> Except in Safari, whose maxlength implementation seems to treat all emoji as length 1. This means that the maxlength attribute is not fully interoperable between browsers.
No, it's definitely not. You can read the byte length more directly in JS, and use that to inform if more text is allowed or not.
const encoder = new TextEncoder();
const currentBytes = encoder.encode(inputStr).byteLength;
But the maxlength attribute is at best an approximation. Don't rely on it for things like limiting length for database fields (not that you should trust the client anyway).
Apple's take seems more reasonable.
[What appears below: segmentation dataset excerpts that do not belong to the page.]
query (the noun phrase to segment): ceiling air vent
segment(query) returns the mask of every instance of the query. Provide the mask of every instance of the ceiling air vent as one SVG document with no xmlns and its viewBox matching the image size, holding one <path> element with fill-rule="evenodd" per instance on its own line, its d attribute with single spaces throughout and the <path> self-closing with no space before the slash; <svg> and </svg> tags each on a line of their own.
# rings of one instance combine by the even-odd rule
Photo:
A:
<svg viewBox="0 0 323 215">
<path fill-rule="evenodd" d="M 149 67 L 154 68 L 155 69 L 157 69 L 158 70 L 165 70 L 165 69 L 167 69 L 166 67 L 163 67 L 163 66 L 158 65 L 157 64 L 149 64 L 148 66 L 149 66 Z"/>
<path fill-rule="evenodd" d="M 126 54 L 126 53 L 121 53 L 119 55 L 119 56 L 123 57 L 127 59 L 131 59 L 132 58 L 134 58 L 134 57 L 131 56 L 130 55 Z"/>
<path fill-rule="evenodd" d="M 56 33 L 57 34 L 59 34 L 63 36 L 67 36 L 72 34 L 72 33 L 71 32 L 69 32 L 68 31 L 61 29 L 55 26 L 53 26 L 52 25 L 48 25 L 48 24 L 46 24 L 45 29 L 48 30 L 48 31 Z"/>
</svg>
When a user uses an emoji, they think of it as a single symbol, they don't care of the Unicode implementation, or its length in bytes. IMO this should be the standard, and all other interpretations are a repeat of the transition from ASCII to Unicode.
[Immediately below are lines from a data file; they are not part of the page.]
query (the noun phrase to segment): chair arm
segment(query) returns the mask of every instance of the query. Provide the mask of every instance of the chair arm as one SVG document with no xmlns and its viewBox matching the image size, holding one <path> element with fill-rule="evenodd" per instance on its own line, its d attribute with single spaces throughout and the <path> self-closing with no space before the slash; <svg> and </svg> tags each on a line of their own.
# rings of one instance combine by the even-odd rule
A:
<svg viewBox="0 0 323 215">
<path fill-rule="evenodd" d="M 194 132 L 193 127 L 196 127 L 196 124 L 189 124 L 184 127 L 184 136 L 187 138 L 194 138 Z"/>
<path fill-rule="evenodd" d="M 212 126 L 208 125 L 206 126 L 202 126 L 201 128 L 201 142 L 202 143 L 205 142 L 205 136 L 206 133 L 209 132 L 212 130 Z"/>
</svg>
It seems odd to suggest the bug is with Safari. Normal humans (and even most developers!) don’t care that the byte length of an emoji in a particular encoding that may or may not be under their control defines the maximum “characters” in a text box (character used to define a logical collection of code points each of which may fit into one or multiple bytes).
It's a bug with Safari because the HTML spec defines maxlength as applying to the number of UTF-16 code units [1]:
> Constraint validation: If an element has a maximum allowed value length, its dirty value flag is true, its value was last changed by a user edit (as opposed to a change made by a script), and the length of the element's API value is greater than the element's maximum allowed value length, then the element is suffering from being too long.
Where "the length of" is a link to [2]:
> A string’s length is the number of code units it contains.
And "code units" is a link to [3]:
> A string is a sequence of unsigned 16-bit integers, also known as code units.
I agree with your implied point that this is a questionable definition, though!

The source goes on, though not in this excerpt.